# Buffalo Chopper



## Pigs On The Wing BBQ (Feb 21, 2006)

A friend has a Mod. 84145 Hobart Buffalo Chopper for sale. It has a 14 inch bowl. First $600.00 takes it home.


----------



## Finney (Feb 21, 2006)

Cappie could use that if he ever got his business going.


----------



## LarryWolfe (Feb 21, 2006)

WTF is a Buffalo Chopper with a fish bowl?


----------



## Pigs On The Wing BBQ (Feb 21, 2006)

Something you need for doing all your choked chicken!  :grin:


----------



## Pigs On The Wing BBQ (Feb 21, 2006)

Let him Google it.  :grin:


----------



## LarryWolfe (Feb 21, 2006)

wdroller said:
			
		

> Larry Wolfe said:
> 
> 
> 
> ...



Nobody tell me what one is, I wanna here it directly from you!  (WD's doing a google now)


----------



## Pigs On The Wing BBQ (Feb 21, 2006)

http://www.hobartcorp.com/hobartg6/pr/h ... -7923(8-03).pdf


----------



## Gary in VA (Feb 21, 2006)

I have a Scharfen with a 19" bowl.  them things is awesome when chopping pork.  I love mine.   Great when you have alot of pork to chop.

Bill is looking for one.  Hope he sees this post.


----------



## john pen (Feb 21, 2006)

"A buffalo chopper can be the most time saving tool in a restaurant, especially if barbeque is on the menu.

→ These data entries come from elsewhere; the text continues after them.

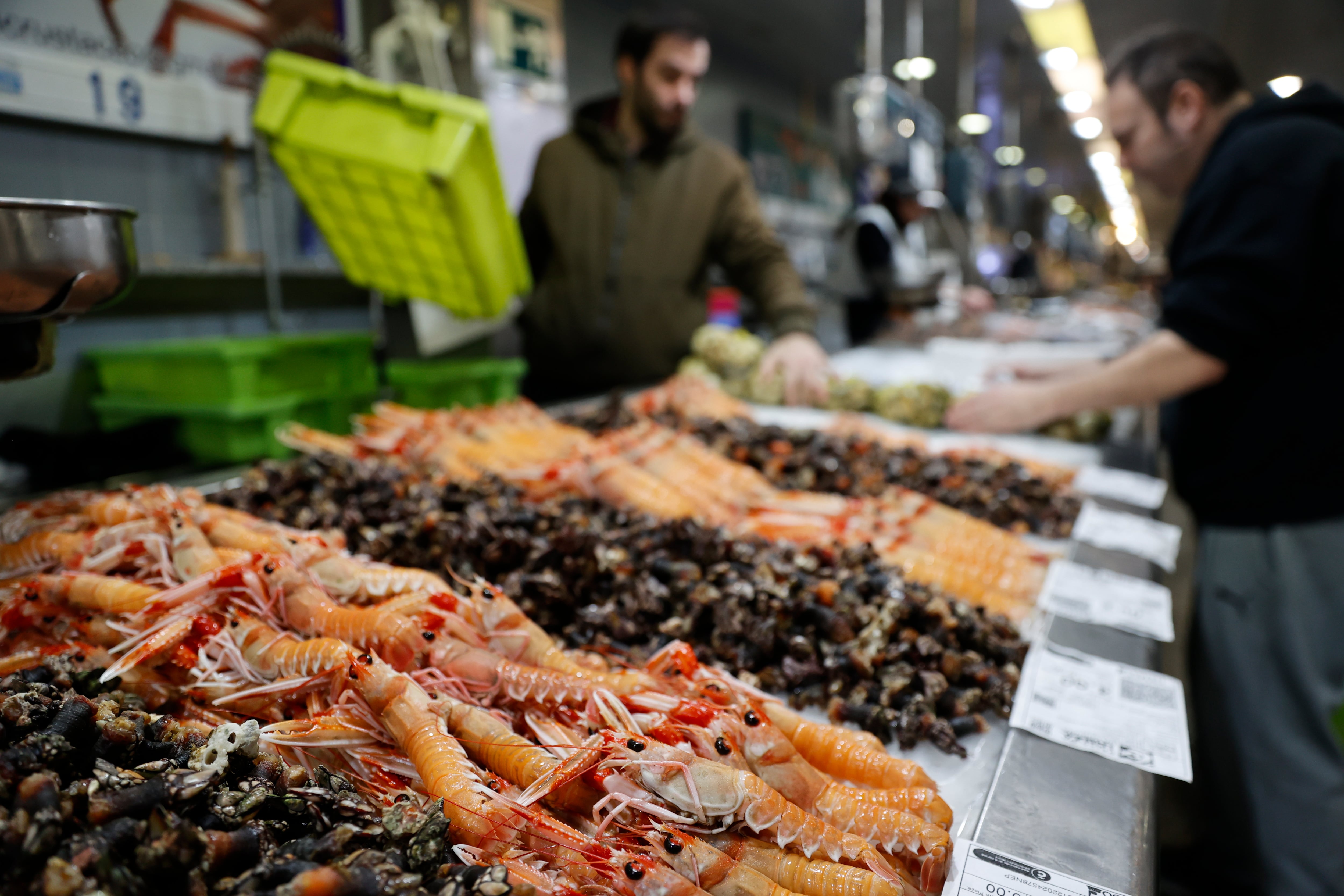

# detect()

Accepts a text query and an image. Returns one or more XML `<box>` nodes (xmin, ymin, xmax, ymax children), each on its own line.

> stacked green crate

<box><xmin>387</xmin><ymin>357</ymin><xmax>527</xmax><ymax>408</ymax></box>
<box><xmin>87</xmin><ymin>333</ymin><xmax>378</xmax><ymax>463</ymax></box>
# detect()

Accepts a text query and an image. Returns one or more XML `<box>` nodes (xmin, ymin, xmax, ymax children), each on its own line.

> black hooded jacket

<box><xmin>1163</xmin><ymin>85</ymin><xmax>1344</xmax><ymax>527</ymax></box>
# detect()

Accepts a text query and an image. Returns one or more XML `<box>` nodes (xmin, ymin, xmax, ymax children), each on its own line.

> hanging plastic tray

<box><xmin>387</xmin><ymin>357</ymin><xmax>527</xmax><ymax>408</ymax></box>
<box><xmin>253</xmin><ymin>51</ymin><xmax>531</xmax><ymax>318</ymax></box>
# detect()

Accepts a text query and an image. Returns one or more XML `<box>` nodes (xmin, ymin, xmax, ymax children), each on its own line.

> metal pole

<box><xmin>957</xmin><ymin>0</ymin><xmax>976</xmax><ymax>118</ymax></box>
<box><xmin>253</xmin><ymin>132</ymin><xmax>285</xmax><ymax>333</ymax></box>
<box><xmin>863</xmin><ymin>0</ymin><xmax>882</xmax><ymax>75</ymax></box>
<box><xmin>906</xmin><ymin>0</ymin><xmax>923</xmax><ymax>97</ymax></box>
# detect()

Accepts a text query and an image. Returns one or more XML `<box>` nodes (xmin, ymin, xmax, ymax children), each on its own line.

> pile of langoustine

<box><xmin>0</xmin><ymin>656</ymin><xmax>519</xmax><ymax>896</ymax></box>
<box><xmin>282</xmin><ymin>387</ymin><xmax>1048</xmax><ymax>619</ymax></box>
<box><xmin>563</xmin><ymin>376</ymin><xmax>1082</xmax><ymax>537</ymax></box>
<box><xmin>212</xmin><ymin>453</ymin><xmax>1025</xmax><ymax>755</ymax></box>
<box><xmin>0</xmin><ymin>486</ymin><xmax>952</xmax><ymax>896</ymax></box>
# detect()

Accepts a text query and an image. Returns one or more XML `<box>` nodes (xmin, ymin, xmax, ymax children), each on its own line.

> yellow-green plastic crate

<box><xmin>387</xmin><ymin>357</ymin><xmax>527</xmax><ymax>408</ymax></box>
<box><xmin>90</xmin><ymin>394</ymin><xmax>374</xmax><ymax>463</ymax></box>
<box><xmin>86</xmin><ymin>333</ymin><xmax>378</xmax><ymax>406</ymax></box>
<box><xmin>253</xmin><ymin>51</ymin><xmax>531</xmax><ymax>317</ymax></box>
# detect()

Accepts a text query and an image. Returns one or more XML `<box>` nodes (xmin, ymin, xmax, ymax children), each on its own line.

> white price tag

<box><xmin>1074</xmin><ymin>501</ymin><xmax>1180</xmax><ymax>572</ymax></box>
<box><xmin>1039</xmin><ymin>560</ymin><xmax>1176</xmax><ymax>642</ymax></box>
<box><xmin>1074</xmin><ymin>463</ymin><xmax>1167</xmax><ymax>511</ymax></box>
<box><xmin>1008</xmin><ymin>645</ymin><xmax>1193</xmax><ymax>782</ymax></box>
<box><xmin>942</xmin><ymin>840</ymin><xmax>1125</xmax><ymax>896</ymax></box>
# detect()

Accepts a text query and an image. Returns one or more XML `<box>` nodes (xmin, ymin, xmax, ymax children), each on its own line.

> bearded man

<box><xmin>516</xmin><ymin>9</ymin><xmax>827</xmax><ymax>402</ymax></box>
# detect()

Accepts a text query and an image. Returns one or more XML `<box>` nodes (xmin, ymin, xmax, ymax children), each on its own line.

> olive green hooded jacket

<box><xmin>505</xmin><ymin>99</ymin><xmax>814</xmax><ymax>402</ymax></box>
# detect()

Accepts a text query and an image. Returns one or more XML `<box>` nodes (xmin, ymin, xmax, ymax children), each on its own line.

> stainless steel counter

<box><xmin>972</xmin><ymin>501</ymin><xmax>1157</xmax><ymax>896</ymax></box>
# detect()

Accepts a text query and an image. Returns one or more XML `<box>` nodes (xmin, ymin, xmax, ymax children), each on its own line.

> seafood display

<box><xmin>218</xmin><ymin>454</ymin><xmax>1025</xmax><ymax>752</ymax></box>
<box><xmin>567</xmin><ymin>377</ymin><xmax>1082</xmax><ymax>539</ymax></box>
<box><xmin>0</xmin><ymin>653</ymin><xmax>519</xmax><ymax>896</ymax></box>
<box><xmin>677</xmin><ymin>324</ymin><xmax>952</xmax><ymax>429</ymax></box>
<box><xmin>282</xmin><ymin>398</ymin><xmax>1047</xmax><ymax>619</ymax></box>
<box><xmin>0</xmin><ymin>486</ymin><xmax>978</xmax><ymax>896</ymax></box>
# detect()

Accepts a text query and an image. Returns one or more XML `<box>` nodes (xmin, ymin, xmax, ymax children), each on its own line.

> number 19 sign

<box><xmin>0</xmin><ymin>42</ymin><xmax>251</xmax><ymax>147</ymax></box>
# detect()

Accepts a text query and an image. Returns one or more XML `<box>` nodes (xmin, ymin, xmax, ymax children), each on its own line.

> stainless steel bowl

<box><xmin>0</xmin><ymin>198</ymin><xmax>140</xmax><ymax>324</ymax></box>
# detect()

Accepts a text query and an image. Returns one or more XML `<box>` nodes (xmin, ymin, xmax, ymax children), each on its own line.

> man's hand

<box><xmin>946</xmin><ymin>383</ymin><xmax>1062</xmax><ymax>433</ymax></box>
<box><xmin>948</xmin><ymin>329</ymin><xmax>1227</xmax><ymax>433</ymax></box>
<box><xmin>757</xmin><ymin>333</ymin><xmax>831</xmax><ymax>404</ymax></box>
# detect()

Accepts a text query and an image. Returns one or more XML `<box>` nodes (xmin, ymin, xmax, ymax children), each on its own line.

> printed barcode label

<box><xmin>1008</xmin><ymin>642</ymin><xmax>1192</xmax><ymax>780</ymax></box>
<box><xmin>1120</xmin><ymin>678</ymin><xmax>1176</xmax><ymax>709</ymax></box>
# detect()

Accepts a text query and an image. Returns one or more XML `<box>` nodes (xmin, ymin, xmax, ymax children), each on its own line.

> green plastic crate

<box><xmin>253</xmin><ymin>51</ymin><xmax>531</xmax><ymax>317</ymax></box>
<box><xmin>387</xmin><ymin>357</ymin><xmax>527</xmax><ymax>407</ymax></box>
<box><xmin>90</xmin><ymin>392</ymin><xmax>375</xmax><ymax>463</ymax></box>
<box><xmin>86</xmin><ymin>333</ymin><xmax>378</xmax><ymax>406</ymax></box>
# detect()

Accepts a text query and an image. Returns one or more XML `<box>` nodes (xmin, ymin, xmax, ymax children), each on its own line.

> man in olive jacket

<box><xmin>519</xmin><ymin>12</ymin><xmax>827</xmax><ymax>402</ymax></box>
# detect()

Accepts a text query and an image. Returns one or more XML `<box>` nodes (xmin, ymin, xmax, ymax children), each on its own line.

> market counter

<box><xmin>970</xmin><ymin>462</ymin><xmax>1157</xmax><ymax>896</ymax></box>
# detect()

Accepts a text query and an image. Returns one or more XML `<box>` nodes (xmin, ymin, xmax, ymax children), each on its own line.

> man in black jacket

<box><xmin>949</xmin><ymin>31</ymin><xmax>1344</xmax><ymax>895</ymax></box>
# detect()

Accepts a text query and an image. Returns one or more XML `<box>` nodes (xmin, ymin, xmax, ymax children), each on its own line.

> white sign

<box><xmin>1039</xmin><ymin>560</ymin><xmax>1176</xmax><ymax>642</ymax></box>
<box><xmin>1008</xmin><ymin>645</ymin><xmax>1193</xmax><ymax>782</ymax></box>
<box><xmin>0</xmin><ymin>42</ymin><xmax>251</xmax><ymax>147</ymax></box>
<box><xmin>1074</xmin><ymin>463</ymin><xmax>1167</xmax><ymax>511</ymax></box>
<box><xmin>942</xmin><ymin>840</ymin><xmax>1125</xmax><ymax>896</ymax></box>
<box><xmin>1074</xmin><ymin>501</ymin><xmax>1180</xmax><ymax>572</ymax></box>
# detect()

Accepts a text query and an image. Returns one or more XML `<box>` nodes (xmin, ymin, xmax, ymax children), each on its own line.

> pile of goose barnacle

<box><xmin>0</xmin><ymin>485</ymin><xmax>989</xmax><ymax>896</ymax></box>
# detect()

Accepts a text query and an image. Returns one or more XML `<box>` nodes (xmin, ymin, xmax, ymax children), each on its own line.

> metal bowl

<box><xmin>0</xmin><ymin>198</ymin><xmax>140</xmax><ymax>324</ymax></box>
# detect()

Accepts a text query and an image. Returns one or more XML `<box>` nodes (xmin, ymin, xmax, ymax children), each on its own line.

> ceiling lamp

<box><xmin>1269</xmin><ymin>75</ymin><xmax>1302</xmax><ymax>99</ymax></box>
<box><xmin>1059</xmin><ymin>90</ymin><xmax>1091</xmax><ymax>113</ymax></box>
<box><xmin>1040</xmin><ymin>47</ymin><xmax>1078</xmax><ymax>71</ymax></box>
<box><xmin>1074</xmin><ymin>117</ymin><xmax>1102</xmax><ymax>140</ymax></box>
<box><xmin>957</xmin><ymin>112</ymin><xmax>995</xmax><ymax>137</ymax></box>
<box><xmin>891</xmin><ymin>56</ymin><xmax>938</xmax><ymax>81</ymax></box>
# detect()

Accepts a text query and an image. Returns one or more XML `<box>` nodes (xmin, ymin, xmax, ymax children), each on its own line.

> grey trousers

<box><xmin>1193</xmin><ymin>520</ymin><xmax>1344</xmax><ymax>896</ymax></box>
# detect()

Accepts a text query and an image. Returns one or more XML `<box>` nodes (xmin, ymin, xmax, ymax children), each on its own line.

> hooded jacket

<box><xmin>1163</xmin><ymin>85</ymin><xmax>1344</xmax><ymax>527</ymax></box>
<box><xmin>519</xmin><ymin>99</ymin><xmax>814</xmax><ymax>400</ymax></box>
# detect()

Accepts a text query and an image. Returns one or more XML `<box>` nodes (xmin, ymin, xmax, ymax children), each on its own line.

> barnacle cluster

<box><xmin>0</xmin><ymin>656</ymin><xmax>511</xmax><ymax>896</ymax></box>
<box><xmin>215</xmin><ymin>455</ymin><xmax>1025</xmax><ymax>752</ymax></box>
<box><xmin>685</xmin><ymin>418</ymin><xmax>1081</xmax><ymax>539</ymax></box>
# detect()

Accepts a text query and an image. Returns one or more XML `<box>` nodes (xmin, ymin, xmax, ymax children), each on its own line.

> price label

<box><xmin>942</xmin><ymin>840</ymin><xmax>1126</xmax><ymax>896</ymax></box>
<box><xmin>1039</xmin><ymin>560</ymin><xmax>1176</xmax><ymax>642</ymax></box>
<box><xmin>1074</xmin><ymin>463</ymin><xmax>1167</xmax><ymax>511</ymax></box>
<box><xmin>1074</xmin><ymin>501</ymin><xmax>1180</xmax><ymax>572</ymax></box>
<box><xmin>0</xmin><ymin>40</ymin><xmax>253</xmax><ymax>147</ymax></box>
<box><xmin>1008</xmin><ymin>644</ymin><xmax>1193</xmax><ymax>782</ymax></box>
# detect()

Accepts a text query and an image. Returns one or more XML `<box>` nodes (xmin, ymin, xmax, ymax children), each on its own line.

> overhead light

<box><xmin>891</xmin><ymin>56</ymin><xmax>938</xmax><ymax>81</ymax></box>
<box><xmin>1059</xmin><ymin>90</ymin><xmax>1091</xmax><ymax>113</ymax></box>
<box><xmin>1074</xmin><ymin>117</ymin><xmax>1102</xmax><ymax>140</ymax></box>
<box><xmin>1040</xmin><ymin>47</ymin><xmax>1078</xmax><ymax>71</ymax></box>
<box><xmin>1269</xmin><ymin>75</ymin><xmax>1302</xmax><ymax>99</ymax></box>
<box><xmin>957</xmin><ymin>112</ymin><xmax>995</xmax><ymax>137</ymax></box>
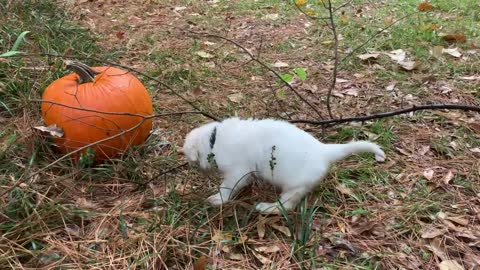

This item is made to take the meat and mince it very fine. Item has a 1 HP motor (3450 rpm) with permanently lubricated ball bearings, and totally enclosed with the machine. It has a power attachment hub to connect grinder, slicer or grater attachments. Also has a 18" diameter bowl and has a cast aluminum housing."


----------



## Captain Morgan (Feb 21, 2006)

The Hobart does seem to mince the meat, letting it dry out fairly quickly.
I heard there was a blade you could get that doesn't mince as much.
600 bucks is a good deal, those things are workhorses and they ain't cheap.


----------



## Nick Prochilo (Feb 21, 2006)

Larry, you need one!


----------



## Captain Morgan (Feb 21, 2006)

Thanks for the info Tim!


----------